Several limitations arise in this study that warrant future research. First, it is unclear how these findings translate into actual crowding experiences. Despite the current paradigm previously demonstrating considerable efficacy in activating the salience of existing within a crowd (e.g., Brown & Sacco, 2019; Maeng et al., 2013), it may not address actual behaviors individuals may employ within crowds. Future research could consider placing participants in densely populated rooms before evaluating others or potentially have researchers identify the distance participants may stand from confederates displaying varying degrees of health (e.g., Aiello et al., 1977; Baum & Valins, 1979). Confederates could additionally start coughing or sneezing while interacting with participants (Lee et al., 2010), which could further provide a more ancestrally relevant response to acute disease threat based on the presence of physical disgust cues (Kupfer & Fessler, 2018).
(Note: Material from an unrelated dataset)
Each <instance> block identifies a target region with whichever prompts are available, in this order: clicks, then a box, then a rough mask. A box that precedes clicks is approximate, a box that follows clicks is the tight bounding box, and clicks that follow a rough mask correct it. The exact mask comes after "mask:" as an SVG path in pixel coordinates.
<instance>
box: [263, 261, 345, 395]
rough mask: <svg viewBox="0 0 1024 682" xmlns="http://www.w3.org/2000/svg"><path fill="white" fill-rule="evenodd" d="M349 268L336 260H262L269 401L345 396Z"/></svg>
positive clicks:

It should be further noted that effects seeking to activate behavioral immune system responses through motivational priming have recently experienced mixed results, even those employing the same paradigm (e.g., Brown & Sacco, 2016, 2019; Makhanova et al., 2019). Although the previous findings could reflect unforeseen nuance in understanding how disease primes could affect specific cognitions and perceptions (e.g., moral foundation endorsement is less malleable to situations, crowd salience is most robust in social perceptions), it remains necessary to identify the robustness of significant findings in the literature, especially considering smaller effect sizes in these studies. This concern makes direct replications, including the use of registered reports, necessary for many behavioral immune system studies.
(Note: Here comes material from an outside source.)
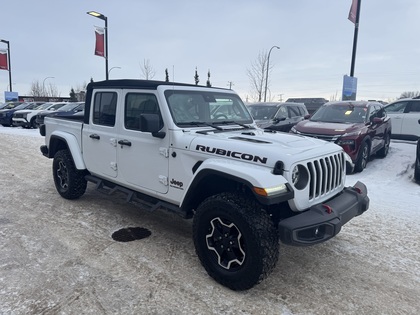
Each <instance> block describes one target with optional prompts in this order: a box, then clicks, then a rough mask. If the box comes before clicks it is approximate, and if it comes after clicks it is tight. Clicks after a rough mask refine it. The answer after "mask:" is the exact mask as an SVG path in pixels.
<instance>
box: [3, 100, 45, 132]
mask: <svg viewBox="0 0 420 315" xmlns="http://www.w3.org/2000/svg"><path fill="white" fill-rule="evenodd" d="M40 104H42V103H40ZM40 104H39V103H38V104H37V103H35V102H32V103H22V102H11V103H8V104H6V106H4V107H3V108H2V109H0V125H3V126H12V123H13V121H12V117H13V113H14V112H15V111H17V110H20V109H34V108H35V107H36V106H38V105H40Z"/></svg>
Another potential limitation may concern the nature of the physical cues to disease displayed. Although connoting illness, these features are nonetheless approximations of actual disease cues. A future study could present images of targets actually infected with diseases and determine whether crowd salience heightens existing acuity to the infectious disease individuals possess, even without conspicuous sores (Axelsson et al., 2018; Tskhay, Wilson, & Rule, 2016). Crowd salience should heighten preferences for faces not exhibiting disease cues. Though not putatively associated with infection risk, it could additionally be possible that heuristic associations between disease and foreign individuals could similarly heighten aversion to members of specific outgroups (e.g., Brown, Sacco, & Medlin, 2019d; Moran et al., 2021; Navarrete & Fessler, 2006). Future research could render crowding salient before tasking participants with evaluating targets from various ingroup or outgroup categories (i.e., foreign versus domestic individuals) while assessing the degree targets appear pathogenically threatening.

Conclusion

Population density in modern life is at odds with evolutionary history and serves to motivate various threat detection responses. One response includes identifying disease threats that pose infection risk through interpersonal contact. This work found additional evidence crowding heightens acuity toward disease cues to reduce infection risk in these environments.